A Toronto
Jannik Sinner, l'antitaliano per eccellenza
Lo charme vincente del mix sconosciuto a questo paese: il Precisetti dal colpo abbestia, dal sorriso sincero e umile anche nella vittoria
Certe volte uno si dice, ma questo Sinner costruisce il tennis come un muratore, mattonata dopo mattonata, è monotono, non mette mai o quasi acrobazia e fantasia nella pallina, tira colpi eccezionali ma solo per normalizzarli, fa punto e basta, quando lo fa. Sbagliato. Appare sì un faticone, un primo della classe al limite del privo della classe (non ricordo di chi sia il calembour, forse Fruttero), specie quando si confronta con i rutilanti successori potenziali dei Fab Three, ma l’apparenza inganna. Sinner sa essere smagliante nell’ordinarietà del bravo atleta e bravo ragazzo, gioca mettendoci forza e rispetto per le regole e per la personalità, la sua e quella dell’avversario. Il cappellino lo porta giusto, fa progressi vistosi quando batte e quando ribatte, e se prova una corta micidiale o va in rete, raramente, troppo raramente dicono i tecnici, si accosta al tiro mancino con la grazia e il ritegno di uno che osa dove non dovrebbe. Con quei riccioli scomposti rosso salmone, con quella compostezza da ventunenne che vuole nascondere la sua giovane età dietro una professionalità da vecchio esperto che non se la tira, è da applauso.

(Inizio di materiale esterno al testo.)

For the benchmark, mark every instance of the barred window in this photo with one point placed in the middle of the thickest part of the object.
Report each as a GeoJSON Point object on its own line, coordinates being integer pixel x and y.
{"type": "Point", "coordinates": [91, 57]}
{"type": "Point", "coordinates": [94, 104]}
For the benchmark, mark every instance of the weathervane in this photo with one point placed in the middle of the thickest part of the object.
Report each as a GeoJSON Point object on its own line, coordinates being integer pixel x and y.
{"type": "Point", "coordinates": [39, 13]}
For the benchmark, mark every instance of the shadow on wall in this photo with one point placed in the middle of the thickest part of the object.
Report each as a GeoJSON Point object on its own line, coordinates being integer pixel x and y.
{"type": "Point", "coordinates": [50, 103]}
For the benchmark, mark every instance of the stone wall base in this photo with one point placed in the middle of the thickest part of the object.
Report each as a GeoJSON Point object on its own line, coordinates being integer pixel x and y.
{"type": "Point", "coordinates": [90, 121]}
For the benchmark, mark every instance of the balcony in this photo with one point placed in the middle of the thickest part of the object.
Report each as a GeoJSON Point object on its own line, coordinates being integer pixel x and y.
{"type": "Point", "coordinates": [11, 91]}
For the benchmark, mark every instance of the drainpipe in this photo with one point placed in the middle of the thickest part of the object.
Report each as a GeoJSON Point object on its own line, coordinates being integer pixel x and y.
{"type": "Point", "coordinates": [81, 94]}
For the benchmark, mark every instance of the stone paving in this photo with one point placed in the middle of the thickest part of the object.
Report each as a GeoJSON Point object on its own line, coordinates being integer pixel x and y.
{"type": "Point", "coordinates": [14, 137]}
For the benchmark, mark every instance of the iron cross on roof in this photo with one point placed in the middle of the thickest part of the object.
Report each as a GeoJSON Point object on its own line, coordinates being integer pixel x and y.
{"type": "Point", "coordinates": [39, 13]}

Di antitaliani così c’è penuria, da sempre. Infatti è straniero, a partire dal nome e cognome, diverso da tutti i colleghi della nostra amata e bizzosa “nazione”, non ha il glamour di Berrettini, la scostumata strafottenza di Fognini, i movimenti impeccabili e piacioni di Musetti, la tigna ossessiva di Sonego. Però è una macchina che può all’occasione rivelarsi infernale, ha pochi muscoli o cavalli motore ma va duro e veloce come fosse un fustaccio allenato per lo sfondamento. E preciso, al millimetro, quando è in giornata. Precisetti è anche nel comportamento tra campo e podio, le sue dichiarazioni sono brevi, in un inglese sincero e fluente, sinceri i suoi abbracci e complimenti all’avversario vincitore o sconfitto, da dove avrà preso tutto quel fair play, quel pugnetto abbastanza raro e timido, quella capacità di non mostrare in modo troppo plateale la gioia della conquista, la vanità del titolo appena intascato? Non si capisce se la nostra amata e malfida “nazione” accetterà che se ne faccia un idolo, di questo progetto educativo in carne e ossa che sfida la sua maleducazione e informalità naturale, di questo tipo di montagna e di valle che implica e porta con sé il pagamento delle tasse fino all’ultima lira, uno spirito di squadra non vistoso e ciarliero, un senso delle radici e della bandiera solido e rassicurante perché non ostentatamente patriottico, piuttosto blandamente verde, ciclabile e forse anche Ztl.
Dovremmo, in teoria, e saremo facilitati a farlo in relazione ai suoi risultati agonistici, perché sebbene il cattivo e il nevrotico riscuotano un successo cinematografico esplosivo in uno sport così stranamente cinetico e nervoso, basti pensare all’australiano Kyrgios, tutto classe e rabbia, sempre sul punto di abbandonare, di sbeffeggiare il decoubertinismo tennistico di rigore, basti pensare al leggendario americano McEnroe, uno che se la giocava come fosse al casinò di Atlantic City, anche il correttismo del mezzo sorriso e del colpo abbestia combinato con l’andatura costante ha il suo charme.